The latest prequel that no-one really wanted in the Texas Chainsaw Massacre franchise, Leatherface. We are catapulted back to the early days of the Sawyer family where Verna Sawyer (Lili Taylor) is playing happy families with her weird little children.
After murdering a Texas Rangers daughter the boys are committed to a mental home and taken away from their mother. Years later they escape and a bloody path begins as the police are hot on their tail.
Leatherface is a movie that spends absolutely no time focusing on the title character that the film is named after.
This rather ignorant and misleading approach is deceiving all of those who watch the movie. We get five minutes at the end of the movie (if that) where Leatherface starts to come to light but the majority of the movie is just gunshots and gore with a retro TCM visual. So distant from the franchise is Leatherface that it could have easily been a Wrong Turn movie or any other number of long drawn out franchise horror features.
Throughout the entire movie, our attention is distracted by the character Bud. A guy who is built like Leatherface, quiet and weird like Leatherface and with a violent streak when prompted. But the movie drags you away from common sense, through the woods and throws you completely off course to the only positive vibe you get from the entire feature. Nice job scriptwriters!

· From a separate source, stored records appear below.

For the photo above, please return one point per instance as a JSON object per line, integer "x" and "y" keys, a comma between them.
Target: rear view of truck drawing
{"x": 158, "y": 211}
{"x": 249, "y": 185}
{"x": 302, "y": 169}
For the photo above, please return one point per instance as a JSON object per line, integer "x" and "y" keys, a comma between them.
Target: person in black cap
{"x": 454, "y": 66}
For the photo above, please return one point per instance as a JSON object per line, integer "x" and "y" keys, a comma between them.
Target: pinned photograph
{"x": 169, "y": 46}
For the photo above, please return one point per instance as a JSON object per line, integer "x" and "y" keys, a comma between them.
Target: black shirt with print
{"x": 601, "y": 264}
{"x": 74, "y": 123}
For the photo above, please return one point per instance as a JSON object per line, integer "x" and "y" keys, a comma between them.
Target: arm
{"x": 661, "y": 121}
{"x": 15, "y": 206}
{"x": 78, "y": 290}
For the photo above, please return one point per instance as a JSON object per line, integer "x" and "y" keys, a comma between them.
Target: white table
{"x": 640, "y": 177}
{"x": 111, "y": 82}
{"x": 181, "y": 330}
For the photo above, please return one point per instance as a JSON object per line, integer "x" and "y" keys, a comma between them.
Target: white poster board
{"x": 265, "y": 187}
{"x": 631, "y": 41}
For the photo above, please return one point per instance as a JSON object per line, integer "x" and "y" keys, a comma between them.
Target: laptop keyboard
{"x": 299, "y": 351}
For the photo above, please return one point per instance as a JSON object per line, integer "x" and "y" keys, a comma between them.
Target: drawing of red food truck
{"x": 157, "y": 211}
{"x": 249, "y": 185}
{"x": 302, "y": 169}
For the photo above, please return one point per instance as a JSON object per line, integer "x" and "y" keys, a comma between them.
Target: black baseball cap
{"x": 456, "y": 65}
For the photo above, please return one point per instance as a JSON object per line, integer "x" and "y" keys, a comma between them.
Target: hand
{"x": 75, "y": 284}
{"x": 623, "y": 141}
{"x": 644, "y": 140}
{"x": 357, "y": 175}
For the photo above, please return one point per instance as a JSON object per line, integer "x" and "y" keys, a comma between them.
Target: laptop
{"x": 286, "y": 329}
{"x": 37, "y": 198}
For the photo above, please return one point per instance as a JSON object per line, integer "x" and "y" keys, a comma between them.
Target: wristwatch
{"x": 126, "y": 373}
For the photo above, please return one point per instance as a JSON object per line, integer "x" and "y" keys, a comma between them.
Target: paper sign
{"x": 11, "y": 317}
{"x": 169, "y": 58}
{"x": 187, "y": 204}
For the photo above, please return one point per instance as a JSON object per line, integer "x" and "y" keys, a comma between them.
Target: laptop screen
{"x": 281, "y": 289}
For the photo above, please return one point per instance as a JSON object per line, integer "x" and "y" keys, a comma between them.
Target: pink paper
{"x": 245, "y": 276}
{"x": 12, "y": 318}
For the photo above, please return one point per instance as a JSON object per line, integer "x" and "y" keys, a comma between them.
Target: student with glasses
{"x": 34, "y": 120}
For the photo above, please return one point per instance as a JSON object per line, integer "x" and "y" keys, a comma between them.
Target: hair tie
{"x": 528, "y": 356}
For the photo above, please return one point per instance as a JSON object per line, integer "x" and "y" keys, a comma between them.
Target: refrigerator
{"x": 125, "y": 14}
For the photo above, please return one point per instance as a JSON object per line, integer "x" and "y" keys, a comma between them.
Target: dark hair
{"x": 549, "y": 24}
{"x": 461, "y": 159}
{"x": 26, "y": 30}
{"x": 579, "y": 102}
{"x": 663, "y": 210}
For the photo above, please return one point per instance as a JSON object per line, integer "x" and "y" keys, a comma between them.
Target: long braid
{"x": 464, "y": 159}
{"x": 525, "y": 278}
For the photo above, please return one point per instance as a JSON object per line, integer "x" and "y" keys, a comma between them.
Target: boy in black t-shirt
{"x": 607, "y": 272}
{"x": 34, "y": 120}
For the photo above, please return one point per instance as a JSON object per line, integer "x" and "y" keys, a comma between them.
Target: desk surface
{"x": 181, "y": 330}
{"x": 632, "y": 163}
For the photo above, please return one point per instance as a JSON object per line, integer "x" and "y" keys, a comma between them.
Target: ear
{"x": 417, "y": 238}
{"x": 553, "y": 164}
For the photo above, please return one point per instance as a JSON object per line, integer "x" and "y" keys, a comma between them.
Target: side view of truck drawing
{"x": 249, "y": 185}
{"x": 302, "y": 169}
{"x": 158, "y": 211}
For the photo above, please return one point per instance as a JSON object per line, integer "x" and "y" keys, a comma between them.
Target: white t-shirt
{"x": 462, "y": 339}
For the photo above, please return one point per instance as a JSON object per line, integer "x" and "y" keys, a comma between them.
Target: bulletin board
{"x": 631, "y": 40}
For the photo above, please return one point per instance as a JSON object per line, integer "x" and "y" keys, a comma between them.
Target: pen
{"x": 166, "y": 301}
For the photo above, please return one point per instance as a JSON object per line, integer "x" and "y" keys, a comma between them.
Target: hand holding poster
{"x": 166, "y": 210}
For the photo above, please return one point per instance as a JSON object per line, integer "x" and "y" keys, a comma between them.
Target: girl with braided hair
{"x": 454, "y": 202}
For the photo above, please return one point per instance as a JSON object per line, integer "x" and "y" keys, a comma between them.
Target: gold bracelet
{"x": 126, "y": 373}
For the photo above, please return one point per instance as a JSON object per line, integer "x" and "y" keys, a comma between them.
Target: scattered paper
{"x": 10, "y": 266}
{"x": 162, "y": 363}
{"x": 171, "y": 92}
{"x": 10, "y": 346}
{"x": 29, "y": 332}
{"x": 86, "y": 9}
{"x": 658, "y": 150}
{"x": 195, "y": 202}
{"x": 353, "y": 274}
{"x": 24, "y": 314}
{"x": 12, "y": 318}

Shot on the cheap in Bulgaria, the cast feels high quality but sadly the story is as cheap as the location budget. The film only really starts to come into its own in the last 15 minutes but it’s too little too late as Leatherface trips up and lands face first onto its rusty churning blade.
Leatherface is geared up for an October 20, 2017, release but I won’t be watching it anytime soon. Oh how I miss Dan Yeager.
Our Rating
- Leatherface
Summary
A film that doesn’t do the franchise any justice. Diverting attention from the entire backstory of Leatherface to focus on a group of mentally ill asylum escapees on their hillbilly ride of Texan mayhem.